TEFRİK

Hâkim kararıyla evliliğe son verilmesi anlamında fıkıh terimi.

Müellif:

Sözlükte “iki şeyi birbirinden ayırmak” anlamındaki tefrîk, fıkıhta kadının mahkemeye başvurması üzerine hâkim kararıyla evliliğe son verilmesini yani kazâî boşanmayı ifade eder. Kur’ân-ı Kerîm’de “ferraka” fiili ve türevleri birçok yerde sözlük mânasıyla, bir yerde de “eşleri birbirinden ayırmaya çalışmak” anlamında geçer (el-Bakara 2/102; M. F. Abdülbâkī, el-Muʿcem, “frḳ” md.). Hadislerde tefrik kelimesi ve türevleri liân yapan eşleri ayırma ve sözlük mânasıyla pek çok yerde kullanılır (Buhârî, “Ṭalâḳ”, 30; Müslim, “Liʿân”, 3; Wensinck, el-Muʿcem, “frḳ” md.). Hulefâ-yi Râşidîn döneminde iktidarsızlık vb. sebeplerle tefrik hükmünün verildiği bazı uygulamalara rastlanmaktadır. Hz. Ömer bir yıl süre tanıdıktan sonra iktidarsızlık yüzünden tefrik hükmü vermiş ve bunu bâin talâk saymıştır. Hz. Ali ve İbn Mes‘ûd’dan benzer rivayetler nakledilmiştir. Fıkıh kitaplarında tefrik kelimesi “kazâî boşanma” anlamında yaygın biçimde geçmektedir.

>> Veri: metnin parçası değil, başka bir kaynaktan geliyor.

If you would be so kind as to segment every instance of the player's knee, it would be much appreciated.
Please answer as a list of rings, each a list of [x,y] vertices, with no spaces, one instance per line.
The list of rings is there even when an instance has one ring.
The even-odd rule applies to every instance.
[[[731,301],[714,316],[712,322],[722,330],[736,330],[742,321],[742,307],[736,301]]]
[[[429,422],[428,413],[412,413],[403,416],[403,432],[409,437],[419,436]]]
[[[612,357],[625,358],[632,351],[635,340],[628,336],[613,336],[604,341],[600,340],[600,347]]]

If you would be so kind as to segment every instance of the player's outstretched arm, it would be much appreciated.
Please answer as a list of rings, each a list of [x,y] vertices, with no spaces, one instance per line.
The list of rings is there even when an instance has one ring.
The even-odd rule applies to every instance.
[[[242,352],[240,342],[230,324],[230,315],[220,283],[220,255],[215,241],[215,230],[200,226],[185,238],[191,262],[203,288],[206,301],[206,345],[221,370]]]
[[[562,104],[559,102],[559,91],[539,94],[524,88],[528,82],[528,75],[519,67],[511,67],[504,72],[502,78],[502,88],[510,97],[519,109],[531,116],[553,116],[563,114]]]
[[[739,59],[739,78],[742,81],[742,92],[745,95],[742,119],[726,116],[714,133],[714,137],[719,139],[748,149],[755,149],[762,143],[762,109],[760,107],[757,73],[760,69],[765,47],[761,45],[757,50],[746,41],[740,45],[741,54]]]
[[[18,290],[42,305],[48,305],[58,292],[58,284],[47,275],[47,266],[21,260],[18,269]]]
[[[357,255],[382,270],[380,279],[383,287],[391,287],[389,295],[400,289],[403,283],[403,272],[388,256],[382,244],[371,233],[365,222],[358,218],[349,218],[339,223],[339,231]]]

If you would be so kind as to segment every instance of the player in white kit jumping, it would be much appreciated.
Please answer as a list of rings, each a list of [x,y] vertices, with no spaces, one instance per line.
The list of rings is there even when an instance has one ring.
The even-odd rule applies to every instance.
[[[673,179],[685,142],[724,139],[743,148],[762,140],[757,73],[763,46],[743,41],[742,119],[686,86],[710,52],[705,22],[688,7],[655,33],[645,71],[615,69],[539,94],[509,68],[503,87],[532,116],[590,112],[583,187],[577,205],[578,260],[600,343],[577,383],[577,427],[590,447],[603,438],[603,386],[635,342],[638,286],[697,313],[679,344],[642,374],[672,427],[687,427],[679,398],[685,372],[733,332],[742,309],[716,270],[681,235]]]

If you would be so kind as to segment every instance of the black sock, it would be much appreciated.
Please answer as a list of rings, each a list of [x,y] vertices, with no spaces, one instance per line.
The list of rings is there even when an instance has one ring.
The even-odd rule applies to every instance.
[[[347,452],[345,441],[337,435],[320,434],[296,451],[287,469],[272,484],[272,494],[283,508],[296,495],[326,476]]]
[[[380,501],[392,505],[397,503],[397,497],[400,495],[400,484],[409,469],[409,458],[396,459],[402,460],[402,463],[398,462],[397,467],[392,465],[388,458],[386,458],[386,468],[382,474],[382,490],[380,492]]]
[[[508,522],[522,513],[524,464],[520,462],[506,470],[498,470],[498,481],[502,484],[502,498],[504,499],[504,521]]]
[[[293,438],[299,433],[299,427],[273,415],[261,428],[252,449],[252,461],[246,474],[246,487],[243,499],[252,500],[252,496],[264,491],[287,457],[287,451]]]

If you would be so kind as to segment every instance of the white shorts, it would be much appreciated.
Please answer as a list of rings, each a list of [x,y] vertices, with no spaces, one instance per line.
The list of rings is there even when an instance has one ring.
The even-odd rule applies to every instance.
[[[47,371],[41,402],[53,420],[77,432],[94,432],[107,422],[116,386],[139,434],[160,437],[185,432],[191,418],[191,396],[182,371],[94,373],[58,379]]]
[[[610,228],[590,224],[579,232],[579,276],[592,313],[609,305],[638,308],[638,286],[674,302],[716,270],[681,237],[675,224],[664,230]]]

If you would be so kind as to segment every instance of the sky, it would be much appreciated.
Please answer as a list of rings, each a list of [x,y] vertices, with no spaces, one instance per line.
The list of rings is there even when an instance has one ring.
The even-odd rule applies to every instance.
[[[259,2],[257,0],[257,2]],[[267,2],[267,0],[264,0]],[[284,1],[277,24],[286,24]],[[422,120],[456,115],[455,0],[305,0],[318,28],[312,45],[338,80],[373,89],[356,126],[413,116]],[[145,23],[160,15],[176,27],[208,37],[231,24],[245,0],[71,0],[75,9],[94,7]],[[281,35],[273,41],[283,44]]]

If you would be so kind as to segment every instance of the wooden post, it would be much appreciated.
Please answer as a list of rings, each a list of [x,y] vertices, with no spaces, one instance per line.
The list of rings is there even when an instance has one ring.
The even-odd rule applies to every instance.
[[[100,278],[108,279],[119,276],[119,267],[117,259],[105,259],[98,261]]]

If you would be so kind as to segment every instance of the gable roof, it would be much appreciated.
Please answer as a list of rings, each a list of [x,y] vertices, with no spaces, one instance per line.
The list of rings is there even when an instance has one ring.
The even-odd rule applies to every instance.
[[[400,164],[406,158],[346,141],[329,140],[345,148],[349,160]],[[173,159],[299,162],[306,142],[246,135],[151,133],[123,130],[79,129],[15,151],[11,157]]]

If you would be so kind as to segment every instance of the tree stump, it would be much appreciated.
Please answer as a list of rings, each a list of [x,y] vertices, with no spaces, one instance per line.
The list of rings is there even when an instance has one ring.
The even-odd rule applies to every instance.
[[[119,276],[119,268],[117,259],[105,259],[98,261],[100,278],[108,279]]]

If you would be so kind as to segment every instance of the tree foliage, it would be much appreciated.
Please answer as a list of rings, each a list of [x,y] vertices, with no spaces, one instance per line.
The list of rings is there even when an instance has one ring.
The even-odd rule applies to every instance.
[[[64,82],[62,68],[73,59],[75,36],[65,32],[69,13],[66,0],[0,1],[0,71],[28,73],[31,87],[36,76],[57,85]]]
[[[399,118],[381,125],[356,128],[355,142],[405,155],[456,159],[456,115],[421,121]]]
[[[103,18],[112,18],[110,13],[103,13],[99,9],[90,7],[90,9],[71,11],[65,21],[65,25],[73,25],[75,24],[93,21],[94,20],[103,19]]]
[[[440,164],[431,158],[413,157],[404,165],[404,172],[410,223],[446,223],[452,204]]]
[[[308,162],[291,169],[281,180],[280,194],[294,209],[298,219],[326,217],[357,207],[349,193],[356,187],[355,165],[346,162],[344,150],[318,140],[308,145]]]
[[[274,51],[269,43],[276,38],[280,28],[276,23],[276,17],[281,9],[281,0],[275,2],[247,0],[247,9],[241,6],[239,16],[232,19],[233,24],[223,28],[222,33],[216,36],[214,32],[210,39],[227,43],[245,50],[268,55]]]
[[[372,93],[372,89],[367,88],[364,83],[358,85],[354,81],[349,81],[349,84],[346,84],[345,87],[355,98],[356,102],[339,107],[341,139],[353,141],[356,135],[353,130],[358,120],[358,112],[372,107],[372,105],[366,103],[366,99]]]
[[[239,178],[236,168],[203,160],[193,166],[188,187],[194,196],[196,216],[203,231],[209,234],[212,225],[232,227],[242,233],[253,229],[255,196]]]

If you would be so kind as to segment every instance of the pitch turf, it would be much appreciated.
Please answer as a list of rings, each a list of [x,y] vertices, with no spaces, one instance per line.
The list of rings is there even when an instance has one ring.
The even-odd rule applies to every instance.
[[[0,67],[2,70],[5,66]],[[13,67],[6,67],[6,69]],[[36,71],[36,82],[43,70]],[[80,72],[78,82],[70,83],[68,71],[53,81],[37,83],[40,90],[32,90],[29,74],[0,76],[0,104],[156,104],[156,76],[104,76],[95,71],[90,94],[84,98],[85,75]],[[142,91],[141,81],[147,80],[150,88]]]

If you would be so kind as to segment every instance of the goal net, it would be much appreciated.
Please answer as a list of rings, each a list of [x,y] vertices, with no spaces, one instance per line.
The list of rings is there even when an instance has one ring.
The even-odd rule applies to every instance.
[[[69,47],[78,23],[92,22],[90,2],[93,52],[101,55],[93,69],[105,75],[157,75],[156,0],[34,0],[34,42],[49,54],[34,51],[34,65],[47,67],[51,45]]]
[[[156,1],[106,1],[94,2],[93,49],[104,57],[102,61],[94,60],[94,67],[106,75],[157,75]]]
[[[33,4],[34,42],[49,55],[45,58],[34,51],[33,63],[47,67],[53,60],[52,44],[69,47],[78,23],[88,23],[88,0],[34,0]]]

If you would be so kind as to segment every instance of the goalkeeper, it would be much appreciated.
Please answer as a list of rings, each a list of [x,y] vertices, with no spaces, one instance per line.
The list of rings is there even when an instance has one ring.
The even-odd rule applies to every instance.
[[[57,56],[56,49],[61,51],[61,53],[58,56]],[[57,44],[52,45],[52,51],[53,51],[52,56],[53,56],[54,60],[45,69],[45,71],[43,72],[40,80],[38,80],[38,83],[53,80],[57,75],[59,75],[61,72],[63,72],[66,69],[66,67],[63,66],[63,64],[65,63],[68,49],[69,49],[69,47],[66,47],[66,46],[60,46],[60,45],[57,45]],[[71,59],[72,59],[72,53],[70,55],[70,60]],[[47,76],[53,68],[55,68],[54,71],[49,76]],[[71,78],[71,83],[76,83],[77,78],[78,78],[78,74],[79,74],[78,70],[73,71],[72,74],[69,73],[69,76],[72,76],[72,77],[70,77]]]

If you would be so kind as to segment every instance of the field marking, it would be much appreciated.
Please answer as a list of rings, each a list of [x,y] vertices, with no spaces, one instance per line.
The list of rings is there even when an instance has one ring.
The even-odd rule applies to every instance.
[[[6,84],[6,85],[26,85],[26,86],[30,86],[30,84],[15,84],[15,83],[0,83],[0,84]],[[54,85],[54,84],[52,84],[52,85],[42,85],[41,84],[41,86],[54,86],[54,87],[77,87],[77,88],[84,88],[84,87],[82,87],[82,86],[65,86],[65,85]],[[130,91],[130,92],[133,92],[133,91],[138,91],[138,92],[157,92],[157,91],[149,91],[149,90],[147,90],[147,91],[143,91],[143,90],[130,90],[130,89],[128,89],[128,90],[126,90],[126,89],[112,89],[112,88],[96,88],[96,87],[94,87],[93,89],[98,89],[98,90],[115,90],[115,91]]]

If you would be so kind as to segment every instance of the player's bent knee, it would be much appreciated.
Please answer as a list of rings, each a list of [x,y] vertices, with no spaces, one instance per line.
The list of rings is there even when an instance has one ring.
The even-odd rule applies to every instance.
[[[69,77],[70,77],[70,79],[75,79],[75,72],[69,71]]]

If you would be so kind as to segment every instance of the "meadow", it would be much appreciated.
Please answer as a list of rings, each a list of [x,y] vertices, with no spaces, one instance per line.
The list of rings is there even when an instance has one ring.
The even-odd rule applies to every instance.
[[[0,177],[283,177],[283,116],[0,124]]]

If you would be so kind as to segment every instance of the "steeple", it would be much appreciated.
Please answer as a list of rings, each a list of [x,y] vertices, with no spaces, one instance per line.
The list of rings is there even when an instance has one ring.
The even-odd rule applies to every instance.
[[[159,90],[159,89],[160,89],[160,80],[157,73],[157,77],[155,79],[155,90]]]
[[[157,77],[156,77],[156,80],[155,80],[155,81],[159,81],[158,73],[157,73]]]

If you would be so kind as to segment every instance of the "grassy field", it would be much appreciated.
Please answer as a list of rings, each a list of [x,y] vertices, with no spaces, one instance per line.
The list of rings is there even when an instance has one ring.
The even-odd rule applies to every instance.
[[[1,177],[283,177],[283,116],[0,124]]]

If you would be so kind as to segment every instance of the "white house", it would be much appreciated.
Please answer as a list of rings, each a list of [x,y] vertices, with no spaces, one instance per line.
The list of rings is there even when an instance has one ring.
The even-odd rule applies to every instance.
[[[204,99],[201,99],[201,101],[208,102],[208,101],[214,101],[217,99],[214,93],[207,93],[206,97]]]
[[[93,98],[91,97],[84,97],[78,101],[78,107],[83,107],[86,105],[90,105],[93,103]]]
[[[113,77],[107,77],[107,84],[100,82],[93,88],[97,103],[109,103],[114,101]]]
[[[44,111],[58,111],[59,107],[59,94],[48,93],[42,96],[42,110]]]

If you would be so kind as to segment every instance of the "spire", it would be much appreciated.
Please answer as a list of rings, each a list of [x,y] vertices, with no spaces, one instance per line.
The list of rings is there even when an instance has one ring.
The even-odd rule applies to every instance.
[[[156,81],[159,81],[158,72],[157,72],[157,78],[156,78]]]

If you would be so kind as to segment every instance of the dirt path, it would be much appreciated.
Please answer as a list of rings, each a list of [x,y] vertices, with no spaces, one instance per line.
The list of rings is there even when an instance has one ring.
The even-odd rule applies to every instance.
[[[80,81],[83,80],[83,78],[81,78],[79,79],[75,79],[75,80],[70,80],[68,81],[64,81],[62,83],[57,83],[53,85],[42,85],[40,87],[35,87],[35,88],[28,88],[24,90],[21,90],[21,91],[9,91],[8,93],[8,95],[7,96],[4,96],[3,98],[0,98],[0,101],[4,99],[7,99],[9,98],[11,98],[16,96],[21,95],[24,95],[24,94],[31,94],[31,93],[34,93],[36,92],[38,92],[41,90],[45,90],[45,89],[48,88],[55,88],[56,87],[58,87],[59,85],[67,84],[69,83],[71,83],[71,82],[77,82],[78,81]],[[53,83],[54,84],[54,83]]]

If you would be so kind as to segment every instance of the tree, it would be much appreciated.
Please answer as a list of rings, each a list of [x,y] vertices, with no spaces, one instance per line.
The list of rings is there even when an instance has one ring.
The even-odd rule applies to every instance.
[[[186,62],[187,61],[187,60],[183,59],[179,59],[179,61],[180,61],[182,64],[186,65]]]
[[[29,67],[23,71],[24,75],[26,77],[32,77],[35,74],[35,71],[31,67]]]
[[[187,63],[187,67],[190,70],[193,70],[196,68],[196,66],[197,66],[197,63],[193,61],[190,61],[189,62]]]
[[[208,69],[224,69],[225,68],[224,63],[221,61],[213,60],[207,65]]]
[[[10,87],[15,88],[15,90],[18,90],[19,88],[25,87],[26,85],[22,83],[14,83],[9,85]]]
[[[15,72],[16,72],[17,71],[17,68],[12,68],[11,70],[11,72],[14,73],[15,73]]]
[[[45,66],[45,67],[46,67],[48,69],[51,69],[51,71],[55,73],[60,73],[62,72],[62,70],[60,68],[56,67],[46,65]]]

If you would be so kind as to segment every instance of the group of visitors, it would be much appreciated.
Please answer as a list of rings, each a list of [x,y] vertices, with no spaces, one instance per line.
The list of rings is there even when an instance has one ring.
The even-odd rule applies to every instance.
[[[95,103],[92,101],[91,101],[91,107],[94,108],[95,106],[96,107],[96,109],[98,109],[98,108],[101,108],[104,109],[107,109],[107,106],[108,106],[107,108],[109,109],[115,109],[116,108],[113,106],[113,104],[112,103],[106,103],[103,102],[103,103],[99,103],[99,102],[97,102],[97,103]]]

Sebepleri. Fıkıhta talâk genelde kocanın tek taraflı irade beyanıyla evlilik birliğine son vermesi şeklinde anlaşıldığından ve bu hakkın kullanımına yasal anlamda ciddi bir engel de getirilmediğinden mahkeme hükmüyle evlilik birliğinin sona ermesini isteme kadına ait bir hak olarak görülür. Evliliğin iradî olarak sona erdirilmesinde kadına ve hâkime söz hakkı tanınması bir bakıma talâk yetkisinin kocaya tanınması ilkesiyle çeliştiği için kadının hangi durumlarda tefrik isteyebileceği ve hâkimin tefrike yetkili olup olmadığı İslâm hukukçuları arasında tartışılmıştır. Hanefîler ve kısmen Şâfiîler, talâkın kocaya ait bir hak olduğu ilkesine ağırlık vererek kadının tefrik isteme ve hâkimin tefrike hükmetme imkânını epeyce sınırlı tutmuşlardır. Mâlikî ve Hanbelî mezheplerinde ise kadının mağduriyetini önlemek amacıyla bu konuda kadına ve hâkime oldukça geniş yetki verildiği görülür. Osmanlı Devleti’nde 1917’de çıkarılan Hukūk-ı Âile Kararnâmesi’nde ve ardından birçok İslâm ülkesinde bu alanda yapılan yasal düzenlemelerde Mâlikî ve Hanbelî mezhebinin görüşü tercih edilmiş ve uygulama daha çok bu yönde olmuştur.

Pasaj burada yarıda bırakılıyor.